26 Jul / 2021

As Olimpíadas e a interpretação: Do esporte para a cabine, parte 2

Neste segundo texto da série “As Olimpíadas e a Interpretação”, vamos falar de uma modalidade esportiva pouco conhecida, embora seja uma das mais antigas (à semelhança da interpretação, que ocorre desde tempos imemoriais): o tiro com arco.

A prática tem milênios de história, e surgiu para ser usada na caça e na guerra.
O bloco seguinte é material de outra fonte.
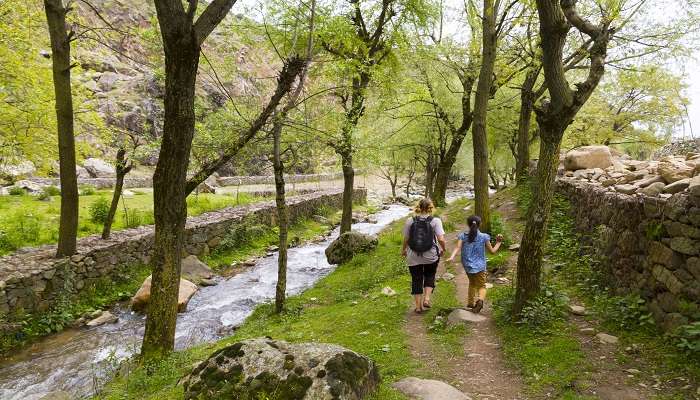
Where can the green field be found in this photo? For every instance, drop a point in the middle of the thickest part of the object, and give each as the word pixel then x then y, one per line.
pixel 28 221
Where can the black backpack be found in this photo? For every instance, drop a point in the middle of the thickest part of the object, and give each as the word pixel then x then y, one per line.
pixel 421 237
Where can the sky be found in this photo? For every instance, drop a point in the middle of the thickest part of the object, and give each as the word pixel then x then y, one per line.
pixel 454 26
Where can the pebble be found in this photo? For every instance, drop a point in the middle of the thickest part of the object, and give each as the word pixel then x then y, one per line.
pixel 577 310
pixel 607 339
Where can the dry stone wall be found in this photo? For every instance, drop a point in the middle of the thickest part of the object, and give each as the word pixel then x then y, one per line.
pixel 32 280
pixel 650 244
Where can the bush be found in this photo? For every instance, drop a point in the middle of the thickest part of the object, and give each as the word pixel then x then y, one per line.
pixel 51 191
pixel 87 190
pixel 17 191
pixel 688 338
pixel 99 211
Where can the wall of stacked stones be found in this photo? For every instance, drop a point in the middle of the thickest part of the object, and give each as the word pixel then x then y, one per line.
pixel 649 245
pixel 32 280
pixel 145 182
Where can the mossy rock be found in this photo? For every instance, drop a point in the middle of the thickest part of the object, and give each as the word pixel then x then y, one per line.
pixel 276 370
pixel 348 245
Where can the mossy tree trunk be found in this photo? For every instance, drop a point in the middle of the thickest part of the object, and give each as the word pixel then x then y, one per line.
pixel 61 67
pixel 182 41
pixel 527 105
pixel 556 19
pixel 282 217
pixel 122 168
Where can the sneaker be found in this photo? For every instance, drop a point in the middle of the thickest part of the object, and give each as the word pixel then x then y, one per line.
pixel 478 306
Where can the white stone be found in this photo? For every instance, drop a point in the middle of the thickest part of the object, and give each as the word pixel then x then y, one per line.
pixel 99 168
pixel 140 300
pixel 428 389
pixel 460 316
pixel 588 157
pixel 24 168
pixel 387 291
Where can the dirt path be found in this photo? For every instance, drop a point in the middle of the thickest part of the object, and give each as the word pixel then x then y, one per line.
pixel 480 372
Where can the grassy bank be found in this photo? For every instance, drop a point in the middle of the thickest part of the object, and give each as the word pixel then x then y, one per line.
pixel 543 344
pixel 101 294
pixel 33 220
pixel 107 292
pixel 346 308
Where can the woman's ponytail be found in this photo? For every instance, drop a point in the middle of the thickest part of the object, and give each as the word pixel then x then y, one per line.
pixel 473 223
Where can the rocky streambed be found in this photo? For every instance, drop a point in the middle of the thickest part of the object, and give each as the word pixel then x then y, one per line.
pixel 77 362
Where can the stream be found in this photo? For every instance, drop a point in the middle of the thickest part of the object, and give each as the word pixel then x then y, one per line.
pixel 77 362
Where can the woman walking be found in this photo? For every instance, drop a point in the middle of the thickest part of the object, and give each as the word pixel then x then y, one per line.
pixel 473 245
pixel 423 244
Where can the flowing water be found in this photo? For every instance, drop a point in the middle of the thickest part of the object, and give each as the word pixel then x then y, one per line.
pixel 77 361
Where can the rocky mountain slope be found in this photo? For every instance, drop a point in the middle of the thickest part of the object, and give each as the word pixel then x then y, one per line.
pixel 119 78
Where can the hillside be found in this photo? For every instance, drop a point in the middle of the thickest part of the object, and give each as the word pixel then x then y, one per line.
pixel 118 80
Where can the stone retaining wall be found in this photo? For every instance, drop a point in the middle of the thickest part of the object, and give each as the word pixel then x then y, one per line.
pixel 32 280
pixel 146 182
pixel 650 245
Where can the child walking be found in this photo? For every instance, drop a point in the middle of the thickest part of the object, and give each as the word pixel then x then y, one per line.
pixel 473 245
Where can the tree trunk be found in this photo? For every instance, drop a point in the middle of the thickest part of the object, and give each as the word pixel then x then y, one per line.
pixel 60 56
pixel 121 169
pixel 532 245
pixel 481 99
pixel 348 184
pixel 429 175
pixel 527 105
pixel 282 218
pixel 442 178
pixel 169 197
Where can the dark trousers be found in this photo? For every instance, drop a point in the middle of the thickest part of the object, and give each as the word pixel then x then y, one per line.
pixel 422 275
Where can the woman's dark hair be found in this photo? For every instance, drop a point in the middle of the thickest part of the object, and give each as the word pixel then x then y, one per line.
pixel 473 222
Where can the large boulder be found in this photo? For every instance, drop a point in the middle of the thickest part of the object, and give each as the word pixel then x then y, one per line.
pixel 194 270
pixel 347 245
pixel 588 157
pixel 14 171
pixel 674 169
pixel 264 368
pixel 98 168
pixel 428 389
pixel 141 299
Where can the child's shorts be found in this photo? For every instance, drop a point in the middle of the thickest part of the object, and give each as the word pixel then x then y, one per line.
pixel 478 279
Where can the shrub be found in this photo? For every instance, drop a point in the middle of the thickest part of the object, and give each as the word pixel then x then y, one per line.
pixel 688 338
pixel 99 210
pixel 17 191
pixel 87 190
pixel 133 219
pixel 51 191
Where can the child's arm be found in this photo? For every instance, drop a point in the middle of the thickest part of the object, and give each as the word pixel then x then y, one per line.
pixel 454 252
pixel 494 249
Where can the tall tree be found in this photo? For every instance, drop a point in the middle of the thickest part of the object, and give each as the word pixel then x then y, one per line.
pixel 553 117
pixel 60 55
pixel 481 100
pixel 278 167
pixel 367 49
pixel 182 40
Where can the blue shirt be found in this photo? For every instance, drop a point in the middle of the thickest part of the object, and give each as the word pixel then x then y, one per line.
pixel 474 253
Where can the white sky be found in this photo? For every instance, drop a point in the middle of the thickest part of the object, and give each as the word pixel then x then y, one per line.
pixel 454 26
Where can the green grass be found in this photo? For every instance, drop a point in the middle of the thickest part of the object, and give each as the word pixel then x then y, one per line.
pixel 345 308
pixel 553 353
pixel 96 296
pixel 28 221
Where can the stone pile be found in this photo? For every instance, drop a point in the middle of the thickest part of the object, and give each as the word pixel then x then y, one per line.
pixel 662 178
pixel 642 218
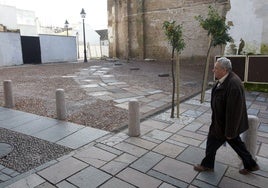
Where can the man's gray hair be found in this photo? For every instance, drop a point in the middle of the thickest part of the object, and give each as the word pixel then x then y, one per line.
pixel 225 63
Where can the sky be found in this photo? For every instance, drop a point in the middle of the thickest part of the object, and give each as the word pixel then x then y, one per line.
pixel 55 12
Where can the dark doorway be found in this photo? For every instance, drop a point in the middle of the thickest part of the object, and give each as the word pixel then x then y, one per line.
pixel 31 50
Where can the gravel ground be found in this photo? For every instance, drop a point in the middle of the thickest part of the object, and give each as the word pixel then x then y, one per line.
pixel 34 88
pixel 28 152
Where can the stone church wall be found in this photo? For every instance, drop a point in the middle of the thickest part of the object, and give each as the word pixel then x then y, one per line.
pixel 135 27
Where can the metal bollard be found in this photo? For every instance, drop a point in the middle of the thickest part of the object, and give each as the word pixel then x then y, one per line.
pixel 8 94
pixel 250 136
pixel 134 118
pixel 60 104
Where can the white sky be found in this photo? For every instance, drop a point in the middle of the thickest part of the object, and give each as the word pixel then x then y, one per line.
pixel 55 12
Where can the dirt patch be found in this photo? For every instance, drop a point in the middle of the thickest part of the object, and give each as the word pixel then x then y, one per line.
pixel 34 88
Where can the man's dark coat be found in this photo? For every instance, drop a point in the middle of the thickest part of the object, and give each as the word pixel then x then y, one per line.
pixel 229 111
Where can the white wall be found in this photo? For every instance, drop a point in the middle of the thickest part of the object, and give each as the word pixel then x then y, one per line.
pixel 10 49
pixel 248 23
pixel 27 22
pixel 8 16
pixel 57 48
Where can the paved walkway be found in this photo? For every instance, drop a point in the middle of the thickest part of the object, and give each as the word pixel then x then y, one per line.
pixel 162 156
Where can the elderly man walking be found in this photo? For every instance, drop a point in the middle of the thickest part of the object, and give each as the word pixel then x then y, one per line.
pixel 229 118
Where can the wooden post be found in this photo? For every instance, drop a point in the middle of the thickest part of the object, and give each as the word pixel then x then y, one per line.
pixel 134 118
pixel 8 94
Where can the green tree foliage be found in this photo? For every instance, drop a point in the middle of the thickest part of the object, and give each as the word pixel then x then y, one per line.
pixel 174 36
pixel 218 34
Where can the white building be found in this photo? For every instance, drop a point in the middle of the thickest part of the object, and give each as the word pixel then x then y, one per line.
pixel 29 25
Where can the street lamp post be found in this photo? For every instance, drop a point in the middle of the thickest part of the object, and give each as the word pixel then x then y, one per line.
pixel 77 39
pixel 83 15
pixel 66 25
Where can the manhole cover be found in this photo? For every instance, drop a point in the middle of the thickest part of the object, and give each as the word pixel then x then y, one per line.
pixel 5 149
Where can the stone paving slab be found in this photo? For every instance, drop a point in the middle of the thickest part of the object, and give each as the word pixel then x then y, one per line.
pixel 163 156
pixel 89 178
pixel 62 170
pixel 138 179
pixel 81 137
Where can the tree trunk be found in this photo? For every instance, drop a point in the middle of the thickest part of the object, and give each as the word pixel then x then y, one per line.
pixel 173 84
pixel 178 84
pixel 205 78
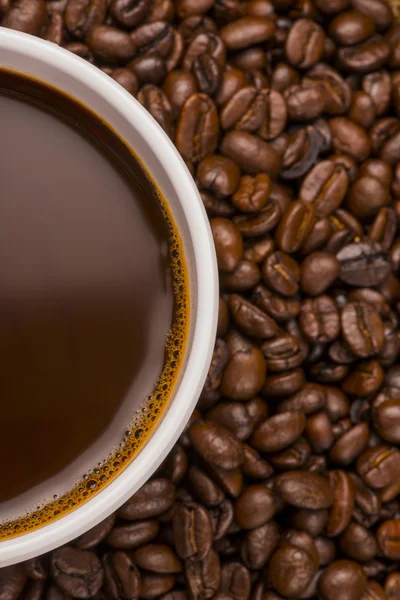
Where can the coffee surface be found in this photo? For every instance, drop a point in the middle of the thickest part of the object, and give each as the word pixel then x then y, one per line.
pixel 86 297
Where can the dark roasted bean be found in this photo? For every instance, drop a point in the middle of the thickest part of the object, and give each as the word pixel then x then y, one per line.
pixel 281 273
pixel 343 502
pixel 358 543
pixel 78 573
pixel 27 16
pixel 305 43
pixel 252 320
pixel 362 329
pixel 197 128
pixel 253 193
pixel 122 578
pixel 343 577
pixel 379 466
pixel 293 561
pixel 246 32
pixel 318 271
pixel 278 431
pixel 304 490
pixel 153 499
pixel 251 152
pixel 254 507
pixel 131 535
pixel 287 115
pixel 259 544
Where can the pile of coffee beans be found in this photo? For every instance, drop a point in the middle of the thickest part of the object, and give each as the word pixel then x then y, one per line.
pixel 286 482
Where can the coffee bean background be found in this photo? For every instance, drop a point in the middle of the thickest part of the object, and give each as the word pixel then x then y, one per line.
pixel 286 482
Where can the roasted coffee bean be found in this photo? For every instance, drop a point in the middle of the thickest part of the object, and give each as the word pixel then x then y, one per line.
pixel 295 226
pixel 216 445
pixel 259 544
pixel 244 375
pixel 235 580
pixel 341 511
pixel 122 578
pixel 305 43
pixel 387 419
pixel 218 174
pixel 392 586
pixel 292 561
pixel 367 56
pixel 283 384
pixel 203 577
pixel 343 577
pixel 127 79
pixel 301 152
pixel 362 329
pixel 293 457
pixel 304 490
pixel 310 398
pixel 318 271
pixel 364 380
pixel 305 101
pixel 131 535
pixel 204 488
pixel 254 507
pixel 110 44
pixel 251 320
pixel 154 498
pixel 27 16
pixel 284 352
pixel 363 264
pixel 379 466
pixel 157 558
pixel 253 193
pixel 80 15
pixel 228 244
pixel 234 416
pixel 197 128
pixel 378 86
pixel 325 186
pixel 377 10
pixel 358 543
pixel 221 518
pixel 350 445
pixel 319 319
pixel 278 307
pixel 281 273
pixel 155 101
pixel 350 138
pixel 178 87
pixel 311 521
pixel 78 573
pixel 260 224
pixel 388 536
pixel 12 581
pixel 253 465
pixel 319 432
pixel 247 31
pixel 366 196
pixel 154 585
pixel 278 431
pixel 287 116
pixel 351 27
pixel 251 152
pixel 243 278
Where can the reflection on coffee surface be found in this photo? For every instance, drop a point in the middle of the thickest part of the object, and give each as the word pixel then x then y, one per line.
pixel 93 304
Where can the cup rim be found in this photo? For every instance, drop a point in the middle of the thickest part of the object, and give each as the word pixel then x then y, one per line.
pixel 203 320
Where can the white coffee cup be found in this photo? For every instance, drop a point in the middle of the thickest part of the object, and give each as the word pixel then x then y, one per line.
pixel 57 67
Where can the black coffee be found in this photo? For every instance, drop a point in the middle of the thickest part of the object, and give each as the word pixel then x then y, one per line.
pixel 88 257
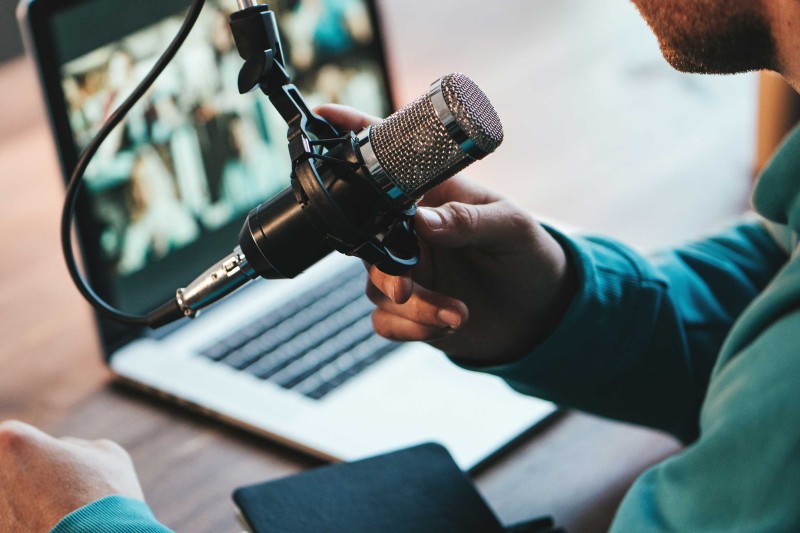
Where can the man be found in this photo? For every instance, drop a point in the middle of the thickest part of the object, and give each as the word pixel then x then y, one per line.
pixel 700 341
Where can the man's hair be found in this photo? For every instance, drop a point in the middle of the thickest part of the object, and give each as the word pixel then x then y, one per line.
pixel 711 36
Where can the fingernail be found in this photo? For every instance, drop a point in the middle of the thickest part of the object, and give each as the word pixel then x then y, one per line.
pixel 432 218
pixel 449 318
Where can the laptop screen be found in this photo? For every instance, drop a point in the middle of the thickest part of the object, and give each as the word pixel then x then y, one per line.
pixel 169 190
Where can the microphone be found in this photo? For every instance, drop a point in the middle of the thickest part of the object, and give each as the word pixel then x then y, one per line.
pixel 358 197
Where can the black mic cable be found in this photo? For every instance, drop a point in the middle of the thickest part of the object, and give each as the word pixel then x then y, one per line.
pixel 353 193
pixel 74 187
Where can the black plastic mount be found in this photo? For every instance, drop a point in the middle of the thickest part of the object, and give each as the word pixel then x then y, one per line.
pixel 337 211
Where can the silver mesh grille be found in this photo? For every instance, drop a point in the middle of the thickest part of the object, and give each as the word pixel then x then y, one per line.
pixel 416 150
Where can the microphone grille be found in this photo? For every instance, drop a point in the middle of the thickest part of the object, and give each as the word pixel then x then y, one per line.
pixel 437 135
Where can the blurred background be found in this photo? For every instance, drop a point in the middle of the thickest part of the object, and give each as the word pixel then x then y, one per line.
pixel 600 132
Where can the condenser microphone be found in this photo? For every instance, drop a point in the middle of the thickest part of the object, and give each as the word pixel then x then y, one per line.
pixel 359 196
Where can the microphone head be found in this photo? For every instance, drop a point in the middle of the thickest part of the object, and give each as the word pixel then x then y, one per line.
pixel 436 136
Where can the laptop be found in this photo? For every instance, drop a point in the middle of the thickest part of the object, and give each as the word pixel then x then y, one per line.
pixel 294 360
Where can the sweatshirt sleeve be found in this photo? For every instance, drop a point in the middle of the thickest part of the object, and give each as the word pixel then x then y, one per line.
pixel 114 514
pixel 641 336
pixel 742 474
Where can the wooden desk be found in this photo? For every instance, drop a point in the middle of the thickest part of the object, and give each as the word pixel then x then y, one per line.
pixel 577 469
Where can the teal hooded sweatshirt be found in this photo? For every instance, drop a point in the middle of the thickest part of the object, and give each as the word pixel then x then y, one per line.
pixel 702 342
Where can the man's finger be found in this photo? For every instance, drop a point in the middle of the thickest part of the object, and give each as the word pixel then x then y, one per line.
pixel 396 288
pixel 497 226
pixel 345 118
pixel 401 329
pixel 424 307
pixel 459 189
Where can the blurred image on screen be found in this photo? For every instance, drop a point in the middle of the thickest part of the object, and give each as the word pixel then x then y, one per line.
pixel 194 155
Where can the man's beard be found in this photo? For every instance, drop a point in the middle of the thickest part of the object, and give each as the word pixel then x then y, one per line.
pixel 711 36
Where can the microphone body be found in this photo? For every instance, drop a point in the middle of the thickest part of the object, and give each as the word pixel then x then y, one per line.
pixel 371 179
pixel 359 197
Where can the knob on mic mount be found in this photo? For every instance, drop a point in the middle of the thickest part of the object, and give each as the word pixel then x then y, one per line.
pixel 354 193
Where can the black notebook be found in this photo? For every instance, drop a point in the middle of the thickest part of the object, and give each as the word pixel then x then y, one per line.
pixel 420 489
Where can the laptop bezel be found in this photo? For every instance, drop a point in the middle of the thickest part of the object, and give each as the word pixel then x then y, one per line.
pixel 35 18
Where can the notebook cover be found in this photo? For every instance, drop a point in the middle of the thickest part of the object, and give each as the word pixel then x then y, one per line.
pixel 419 489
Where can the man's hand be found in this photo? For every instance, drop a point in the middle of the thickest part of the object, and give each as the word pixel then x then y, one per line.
pixel 43 479
pixel 491 283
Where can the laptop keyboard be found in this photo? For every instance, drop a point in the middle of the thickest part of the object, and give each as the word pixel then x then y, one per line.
pixel 312 345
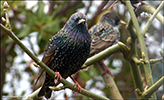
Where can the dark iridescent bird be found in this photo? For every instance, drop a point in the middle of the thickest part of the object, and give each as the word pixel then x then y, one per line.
pixel 112 2
pixel 66 51
pixel 105 33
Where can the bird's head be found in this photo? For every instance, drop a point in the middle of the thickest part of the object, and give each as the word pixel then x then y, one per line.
pixel 77 21
pixel 76 26
pixel 110 18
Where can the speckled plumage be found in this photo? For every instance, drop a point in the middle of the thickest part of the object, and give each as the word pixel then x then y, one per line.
pixel 67 51
pixel 105 33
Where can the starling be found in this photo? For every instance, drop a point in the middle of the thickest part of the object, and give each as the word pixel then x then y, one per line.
pixel 112 2
pixel 105 33
pixel 66 51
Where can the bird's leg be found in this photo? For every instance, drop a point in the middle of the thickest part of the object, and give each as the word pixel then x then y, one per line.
pixel 76 85
pixel 57 76
pixel 108 70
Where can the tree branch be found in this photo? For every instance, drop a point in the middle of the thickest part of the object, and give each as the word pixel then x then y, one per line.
pixel 47 69
pixel 147 93
pixel 140 36
pixel 153 16
pixel 110 84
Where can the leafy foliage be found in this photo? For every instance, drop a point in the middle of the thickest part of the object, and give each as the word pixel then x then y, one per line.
pixel 35 23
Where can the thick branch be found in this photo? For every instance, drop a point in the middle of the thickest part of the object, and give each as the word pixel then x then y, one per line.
pixel 140 36
pixel 153 16
pixel 147 93
pixel 110 84
pixel 103 54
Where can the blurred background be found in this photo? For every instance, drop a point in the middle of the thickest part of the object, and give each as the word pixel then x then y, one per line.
pixel 36 22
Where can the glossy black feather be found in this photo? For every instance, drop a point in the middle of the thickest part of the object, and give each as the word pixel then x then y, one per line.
pixel 67 51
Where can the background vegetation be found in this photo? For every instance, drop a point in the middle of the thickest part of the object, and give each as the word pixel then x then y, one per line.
pixel 35 25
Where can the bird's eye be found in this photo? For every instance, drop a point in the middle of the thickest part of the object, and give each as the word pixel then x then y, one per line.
pixel 77 20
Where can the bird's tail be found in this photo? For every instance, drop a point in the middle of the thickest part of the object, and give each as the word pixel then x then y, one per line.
pixel 45 90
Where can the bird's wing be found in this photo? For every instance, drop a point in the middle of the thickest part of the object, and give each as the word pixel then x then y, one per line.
pixel 49 53
pixel 52 48
pixel 103 36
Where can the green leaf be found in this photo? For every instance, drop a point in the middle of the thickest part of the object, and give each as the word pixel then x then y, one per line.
pixel 24 32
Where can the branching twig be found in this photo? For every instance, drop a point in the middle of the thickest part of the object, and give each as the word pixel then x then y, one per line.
pixel 47 69
pixel 147 93
pixel 99 10
pixel 153 16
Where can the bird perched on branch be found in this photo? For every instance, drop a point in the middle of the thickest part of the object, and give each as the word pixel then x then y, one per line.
pixel 66 52
pixel 105 33
pixel 112 2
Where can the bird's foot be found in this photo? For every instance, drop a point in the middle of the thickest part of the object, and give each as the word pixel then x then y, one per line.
pixel 57 77
pixel 78 88
pixel 76 85
pixel 107 70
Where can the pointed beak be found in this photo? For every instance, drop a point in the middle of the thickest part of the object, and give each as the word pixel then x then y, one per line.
pixel 81 21
pixel 123 22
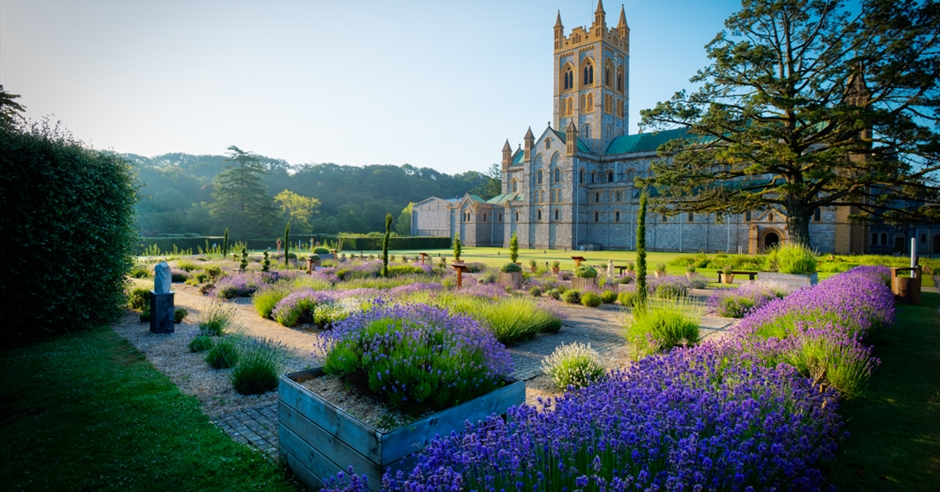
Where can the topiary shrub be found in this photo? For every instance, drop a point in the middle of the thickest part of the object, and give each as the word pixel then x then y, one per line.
pixel 68 227
pixel 571 296
pixel 574 365
pixel 585 271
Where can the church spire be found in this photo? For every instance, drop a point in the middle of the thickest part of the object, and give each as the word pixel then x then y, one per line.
pixel 599 20
pixel 622 26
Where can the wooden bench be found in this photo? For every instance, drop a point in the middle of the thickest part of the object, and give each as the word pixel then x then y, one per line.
pixel 750 275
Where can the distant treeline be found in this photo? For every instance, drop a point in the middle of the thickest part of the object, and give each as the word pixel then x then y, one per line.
pixel 177 195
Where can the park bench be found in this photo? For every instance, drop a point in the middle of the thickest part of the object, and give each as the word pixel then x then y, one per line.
pixel 750 275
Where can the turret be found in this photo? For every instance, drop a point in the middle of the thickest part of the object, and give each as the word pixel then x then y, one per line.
pixel 559 32
pixel 622 28
pixel 529 143
pixel 599 21
pixel 571 138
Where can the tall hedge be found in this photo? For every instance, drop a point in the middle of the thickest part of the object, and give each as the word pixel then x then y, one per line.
pixel 67 233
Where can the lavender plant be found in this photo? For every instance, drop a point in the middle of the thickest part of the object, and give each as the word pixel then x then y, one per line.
pixel 417 356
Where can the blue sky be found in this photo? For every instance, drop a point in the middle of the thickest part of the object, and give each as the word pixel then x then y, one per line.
pixel 437 84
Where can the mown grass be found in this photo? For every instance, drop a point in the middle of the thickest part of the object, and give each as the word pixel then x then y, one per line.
pixel 894 425
pixel 88 412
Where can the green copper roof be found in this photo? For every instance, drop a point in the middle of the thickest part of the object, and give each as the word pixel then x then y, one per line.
pixel 505 197
pixel 643 142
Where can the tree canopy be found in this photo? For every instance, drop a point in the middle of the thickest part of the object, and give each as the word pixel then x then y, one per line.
pixel 805 105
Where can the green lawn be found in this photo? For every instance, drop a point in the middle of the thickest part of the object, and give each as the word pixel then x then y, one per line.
pixel 895 426
pixel 88 412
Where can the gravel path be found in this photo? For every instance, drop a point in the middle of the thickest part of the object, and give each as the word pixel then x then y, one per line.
pixel 252 419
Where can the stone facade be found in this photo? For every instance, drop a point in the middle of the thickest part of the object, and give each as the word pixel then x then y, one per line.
pixel 572 186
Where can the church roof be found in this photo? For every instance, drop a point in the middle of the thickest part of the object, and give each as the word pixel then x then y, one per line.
pixel 505 197
pixel 561 136
pixel 643 142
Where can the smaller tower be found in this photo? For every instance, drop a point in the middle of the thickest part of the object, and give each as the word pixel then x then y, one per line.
pixel 600 22
pixel 529 143
pixel 571 138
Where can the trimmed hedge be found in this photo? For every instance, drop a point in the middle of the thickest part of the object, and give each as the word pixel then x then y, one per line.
pixel 68 233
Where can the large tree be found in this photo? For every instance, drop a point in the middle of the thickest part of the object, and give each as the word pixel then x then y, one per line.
pixel 241 198
pixel 808 105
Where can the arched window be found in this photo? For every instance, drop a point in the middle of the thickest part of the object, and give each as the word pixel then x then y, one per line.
pixel 588 73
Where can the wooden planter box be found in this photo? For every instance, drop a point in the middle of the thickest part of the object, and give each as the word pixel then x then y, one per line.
pixel 792 281
pixel 510 279
pixel 581 283
pixel 319 439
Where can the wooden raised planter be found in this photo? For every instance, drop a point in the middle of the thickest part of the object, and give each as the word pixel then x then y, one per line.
pixel 792 281
pixel 582 283
pixel 319 439
pixel 510 279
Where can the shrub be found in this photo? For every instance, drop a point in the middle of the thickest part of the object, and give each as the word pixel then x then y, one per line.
pixel 139 299
pixel 267 297
pixel 298 306
pixel 591 299
pixel 662 326
pixel 791 258
pixel 216 318
pixel 223 354
pixel 419 357
pixel 201 343
pixel 574 365
pixel 571 296
pixel 585 271
pixel 68 227
pixel 260 362
pixel 627 297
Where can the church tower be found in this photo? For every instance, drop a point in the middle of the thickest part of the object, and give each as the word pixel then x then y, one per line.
pixel 592 67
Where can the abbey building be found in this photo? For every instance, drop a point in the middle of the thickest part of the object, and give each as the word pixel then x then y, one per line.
pixel 571 186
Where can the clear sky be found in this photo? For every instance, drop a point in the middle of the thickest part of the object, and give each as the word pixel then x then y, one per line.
pixel 432 83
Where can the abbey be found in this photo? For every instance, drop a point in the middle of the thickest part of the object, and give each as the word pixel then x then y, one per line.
pixel 572 185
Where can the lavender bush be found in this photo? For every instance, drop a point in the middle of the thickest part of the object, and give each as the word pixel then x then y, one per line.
pixel 719 424
pixel 417 356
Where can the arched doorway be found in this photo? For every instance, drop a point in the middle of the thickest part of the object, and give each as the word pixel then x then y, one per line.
pixel 771 240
Passou a ser adotada como esporte na Inglaterra do século XVI, estreou nos Jogos de 1900, em Paris, e foi uma das primeiras categorias a permitir a participação de mulheres.

Vamos usar seu nome popular – “arco e flecha” – para fazer uma analogia com um assunto de grande importância para a interpretação de conferências: a terminologia.

Naturalmente, o intérprete sempre deseja ter, na ponta da língua, a palavra exata para traduzir um determinado termo técnico ou uma expressão idiomática. Assim como um arqueiro, o intérprete segue numa busca constante para acertar a flecha no centro do alvo – na mosca!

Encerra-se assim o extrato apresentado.